Shadow education secretary Bridget Phillipson today said that schools should have been the last public services to close and the first to open during the pandemic, despite Sir Keir Starmer and the Labour party advocating for stricter lockdowns at the time.
Speaking in central London at the Centre for Social Justice (CSJ), Phillipson set out her vision for schools should the Labour party win the next general election and responded to media questions. She argued that Labour would tackle the doubling of absent pupils since the Covid lockdowns but tactfully avoided admitting that her party advocated for harsher lockdowns during the pandemic.
Ahead of the second school closure (third official lockdown) in January 2021 lasting until March 2021, Sir Keir Starmer and his colleagues campaigned vociferously for schools to shut, parroting the line taken by teaching unions that schools were unsafe.
Now, with the terrible damage of that policy clear, Labour is promising to crack down on persistent absence. Some 140,000 pupils missed 50 per cent or more of their school time in the Spring term last year. Phillipson announced new measures Labour would take in government. These included the rule that homeschooled children would have to be registered by law, annual Ofsted checks would have the power to track attendance, AI would be used to track and collate important data and mental health support would be available in all secondary schools. She said the plans would be funded by “ending the tax breaks that private schools enjoy”.

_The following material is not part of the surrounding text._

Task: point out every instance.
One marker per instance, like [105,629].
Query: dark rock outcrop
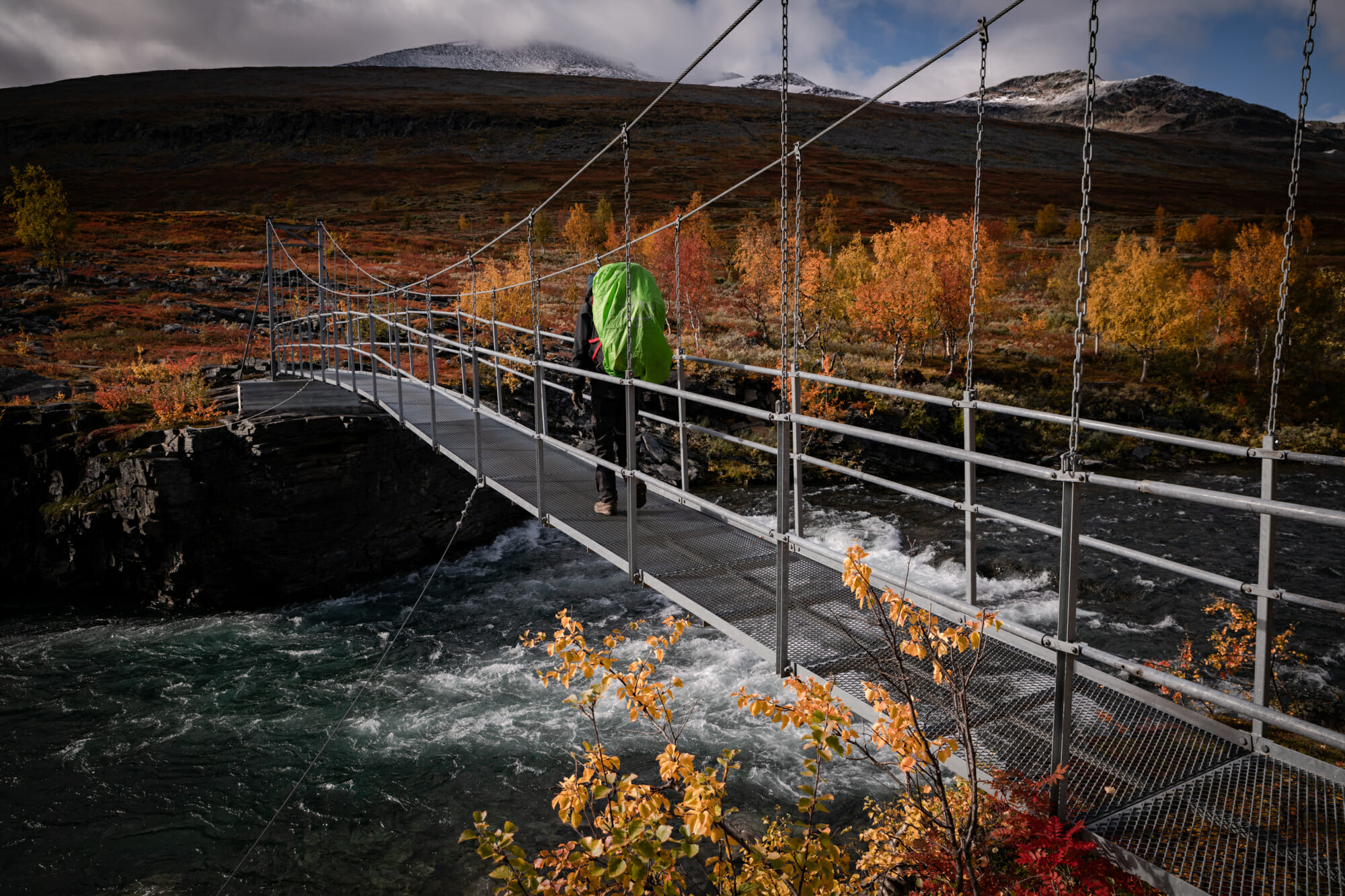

Phillipson’s major speech comes a day after her opposite number, education secretary Gillian Keegan, announced more attendance hubs to support 1,000 more schools and a £15 million investment to expand the attendance mentor pilot programme.
A new report from the CSJ found that one in four parents don’t think it is necessary for their child to go to school every day. Citing this worrying find, Phillipson said she aimed to restore the “broken relationship” between families, schools and government which had been allowed to rot under almost fourteen years of Tory governments.
Sir Kevan Collins, who resigned from his job as catch-up tsar after the government pledged £5bn rather than his recommended £15bn to education recovery post-pandemic, backed Phillipson’s proposed reforms. Introducing the shadow secretary, Collins said: “I’m a Labour party sympathiser but I was happy and honoured to go and support a Conservative prime minister (Collins was appointed by Boris Johnson). We all had to stand up and do our part.”
“The phrase that was used was that we were ‘maxed out on recovery’ – and I don’t think we ever maxed out on recovery. We left schools too often on their own to resolve this. For too many children in our most vulnerable communities, we failed them and let them down.”
Phillipson was eager to say that she thought schools in England and Wales had been in decline long before Covid, but was more quiet on how lockdowns exacerbated the issue. Surprisingly, she had praise for Michael Gove who she said in his role as education secretary from 2010-2014, brought “a sense of energy and drive and determination” to the role. But she then attacked the recent “merry-go-round of the last five secretaries” who have deprioritised the nation’s schools.
In an audacious show of political manoeuvring on a platform usually associated with the Tories (the CSJ was co-founded by Iain Duncan Smith), Phillipson never proposed anything radical. In contrast to Rishi Sunak’s proposal for a baccalaureate-style ‘Advanced British Standard’, Labour’s rising star said it was instead crucial to get the basics right. And she might just get the chance to do so.